Engaging and fun foodie read. I do have to say, the chapter about welsh rarebit had me wanting to run right out and get a loaf of artisan bread, some good stout beer, a chunk of sharp cheddar cheese and an onion.
This book does what I love most about food writing... it glorifies the simple, yet wonderful foods. Peasant cookery, comfort food, the things we don't understand sometimes, and some that we wholeheartedly agree with.
I really enjoyed this collection of essays on food and cooking. Outlaw Chef is our December/January selection for Cook the Books (best virtual foodie book club out there) ;-)
Here's a link to my full review and a the recipe for Cucumber, Lemon & Dill Soup from the book. A great and simple soup. (The ful medames, tahini sauce and hamine eggs were all good too.)

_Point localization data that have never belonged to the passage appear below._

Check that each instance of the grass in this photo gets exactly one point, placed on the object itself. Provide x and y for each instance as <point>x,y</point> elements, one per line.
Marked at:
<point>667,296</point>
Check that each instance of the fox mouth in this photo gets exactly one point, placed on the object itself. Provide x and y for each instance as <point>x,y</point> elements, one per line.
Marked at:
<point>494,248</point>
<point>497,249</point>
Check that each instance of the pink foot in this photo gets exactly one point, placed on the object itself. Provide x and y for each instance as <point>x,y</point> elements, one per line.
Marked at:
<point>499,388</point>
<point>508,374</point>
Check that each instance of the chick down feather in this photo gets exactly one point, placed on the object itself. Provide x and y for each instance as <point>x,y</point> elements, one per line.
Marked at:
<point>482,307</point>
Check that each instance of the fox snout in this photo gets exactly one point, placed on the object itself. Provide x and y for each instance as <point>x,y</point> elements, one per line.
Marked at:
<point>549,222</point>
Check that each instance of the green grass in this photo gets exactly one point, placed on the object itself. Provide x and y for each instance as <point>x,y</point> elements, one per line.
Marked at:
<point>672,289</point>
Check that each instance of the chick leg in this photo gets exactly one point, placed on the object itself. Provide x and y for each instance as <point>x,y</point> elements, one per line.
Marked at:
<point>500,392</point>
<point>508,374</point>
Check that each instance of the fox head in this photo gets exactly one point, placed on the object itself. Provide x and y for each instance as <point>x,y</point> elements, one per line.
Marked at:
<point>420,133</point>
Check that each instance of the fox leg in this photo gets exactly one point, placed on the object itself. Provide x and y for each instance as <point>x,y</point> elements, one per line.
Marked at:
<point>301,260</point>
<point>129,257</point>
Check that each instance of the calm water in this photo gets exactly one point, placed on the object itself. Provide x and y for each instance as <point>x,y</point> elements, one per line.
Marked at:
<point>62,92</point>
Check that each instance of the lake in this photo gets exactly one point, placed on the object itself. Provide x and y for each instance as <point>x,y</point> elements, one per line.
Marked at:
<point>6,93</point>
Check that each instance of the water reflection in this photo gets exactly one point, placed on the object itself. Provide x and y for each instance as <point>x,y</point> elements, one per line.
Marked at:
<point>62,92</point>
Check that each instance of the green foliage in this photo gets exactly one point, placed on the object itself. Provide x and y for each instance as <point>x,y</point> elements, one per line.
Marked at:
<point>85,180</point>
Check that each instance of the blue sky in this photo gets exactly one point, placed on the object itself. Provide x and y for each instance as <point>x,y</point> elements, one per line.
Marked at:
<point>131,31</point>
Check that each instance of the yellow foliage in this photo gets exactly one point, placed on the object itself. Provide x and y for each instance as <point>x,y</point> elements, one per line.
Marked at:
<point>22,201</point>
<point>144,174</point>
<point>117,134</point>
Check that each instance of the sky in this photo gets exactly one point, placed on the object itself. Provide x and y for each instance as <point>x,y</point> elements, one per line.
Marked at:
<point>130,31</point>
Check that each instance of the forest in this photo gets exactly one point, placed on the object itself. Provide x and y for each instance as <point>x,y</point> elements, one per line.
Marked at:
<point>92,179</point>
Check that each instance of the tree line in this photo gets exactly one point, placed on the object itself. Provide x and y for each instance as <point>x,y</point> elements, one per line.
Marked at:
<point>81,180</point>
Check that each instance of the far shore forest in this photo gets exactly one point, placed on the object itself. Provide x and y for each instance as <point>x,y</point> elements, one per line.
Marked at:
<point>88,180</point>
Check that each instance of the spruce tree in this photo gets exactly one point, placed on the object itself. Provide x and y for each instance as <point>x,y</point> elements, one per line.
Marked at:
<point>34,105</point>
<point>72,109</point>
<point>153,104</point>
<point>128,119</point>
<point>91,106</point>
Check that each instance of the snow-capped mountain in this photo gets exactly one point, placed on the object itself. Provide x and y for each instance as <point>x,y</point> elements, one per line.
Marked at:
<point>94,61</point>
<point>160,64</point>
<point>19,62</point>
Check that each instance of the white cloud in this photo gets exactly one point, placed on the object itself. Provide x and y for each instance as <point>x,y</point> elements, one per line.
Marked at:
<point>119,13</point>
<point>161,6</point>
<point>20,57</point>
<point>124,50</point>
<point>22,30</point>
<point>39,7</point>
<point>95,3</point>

John Thorne's Simple Cooking newsletter is a national treasure. His curiosity and his appetite lead him into lengthy explorations of ingredients and recipes from everywhere. He makes me want to try new things - and he shares sources for hard to find items - what a guy! This collection is engaging, informative, entertaining and wonderfully written.
I'll admit I did not read each essay, but for as many as I skipped, I found a few really lovely essays on, not just good food, but the magical thing that happens when people prepare and share food together.
I read this book because I'm trying to make use of my cookbooks. Thorne writes so well about the act of home cooking. Makes me want to stay home and be a hausfrau!